Selasa, 25 Maret 2025

10

 

            Di Kuala Timur, kisah cinta Mahesh dan Ranu seperti cerita rakyat, negeri dongeng, indah sekali. Mereka bertetangga dari kecil. Ayah Ranu adalah seorang bankir, ibunya pegawai negeri. Ranu lebih sering bersama pengasuhnya, Ajeng, yang kini jadi ibu mertuanya. Maka tak heran sedari kecil Ranu dan Mahesh saling kenal. Mereka bahkan selalu sekelas dari TK hingga SMA. Ranu yang cengeng, Mahesh yang gemar berkelahi, pasangan serasi kala itu. Bahkan seekor semut pun tak diizinkannya untuk menggigit Ranu. Mahesh sangat protektif. Begitulah yang tersiar di kampung Kuala Timur.
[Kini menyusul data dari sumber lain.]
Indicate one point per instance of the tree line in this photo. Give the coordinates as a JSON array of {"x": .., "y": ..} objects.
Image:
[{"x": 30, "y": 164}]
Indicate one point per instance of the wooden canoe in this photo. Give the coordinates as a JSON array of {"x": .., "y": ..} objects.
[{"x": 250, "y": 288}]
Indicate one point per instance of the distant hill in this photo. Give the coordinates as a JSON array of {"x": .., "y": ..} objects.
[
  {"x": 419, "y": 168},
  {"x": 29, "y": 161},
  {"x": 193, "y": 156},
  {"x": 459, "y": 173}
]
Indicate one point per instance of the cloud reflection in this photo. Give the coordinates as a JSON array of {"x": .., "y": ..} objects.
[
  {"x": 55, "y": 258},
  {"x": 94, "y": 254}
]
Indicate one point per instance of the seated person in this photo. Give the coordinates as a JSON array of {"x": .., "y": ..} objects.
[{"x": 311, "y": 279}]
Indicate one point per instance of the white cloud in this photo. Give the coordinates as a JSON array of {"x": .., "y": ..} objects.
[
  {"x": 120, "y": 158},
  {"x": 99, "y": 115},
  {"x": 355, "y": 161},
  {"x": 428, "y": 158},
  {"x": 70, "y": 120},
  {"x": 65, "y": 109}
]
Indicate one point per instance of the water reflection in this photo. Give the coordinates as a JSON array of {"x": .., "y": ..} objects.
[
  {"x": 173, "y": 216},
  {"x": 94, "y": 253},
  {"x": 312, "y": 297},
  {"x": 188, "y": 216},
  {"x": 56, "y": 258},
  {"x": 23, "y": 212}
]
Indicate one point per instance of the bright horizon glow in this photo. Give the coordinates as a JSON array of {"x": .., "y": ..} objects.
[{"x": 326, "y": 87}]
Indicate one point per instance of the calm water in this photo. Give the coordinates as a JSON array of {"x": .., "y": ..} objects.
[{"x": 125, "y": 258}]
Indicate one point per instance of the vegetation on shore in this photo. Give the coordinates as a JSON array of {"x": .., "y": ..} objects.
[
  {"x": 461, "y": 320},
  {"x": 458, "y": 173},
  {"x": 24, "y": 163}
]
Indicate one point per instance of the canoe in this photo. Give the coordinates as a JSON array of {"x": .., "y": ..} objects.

            Saat masih kecil, ayah dan ibu Ranu meninggal karena kecelakaan, jadilah Ranu tinggal dan menetap dengan neneknya di kampung Kuala Barat, yang hanya berjarak sekitar 15 KM. Senin hingga sabtu, Mahesh bersama dengan Ranu di sekolah, lalu di hari minggu Mahesh apel di rumah nenek Ranu hingga seharian. Itu terjadi bertahun-tahun hingga saat lulus SMA Ranu dan Mahesh sempat berencana langsung dinikahkan, tetapi Ajeng menolak. Bukan karena tidak setuju dengan Ranu, tetapi ia merasa terlalu muda jika Mahesh ingin menikah di usia itu. Setelah perdebatan panjang, akhirnya Mahesh bisa lulus dan setelah itu baru menikah. Ranu yang sudah lulus S1 dilarang Mahesh bekerja dan dipaksa menjadi ibu rumah tangga. Begitulah kehidupan mereka yang baik-baik saja hingga Mahesh tak ada.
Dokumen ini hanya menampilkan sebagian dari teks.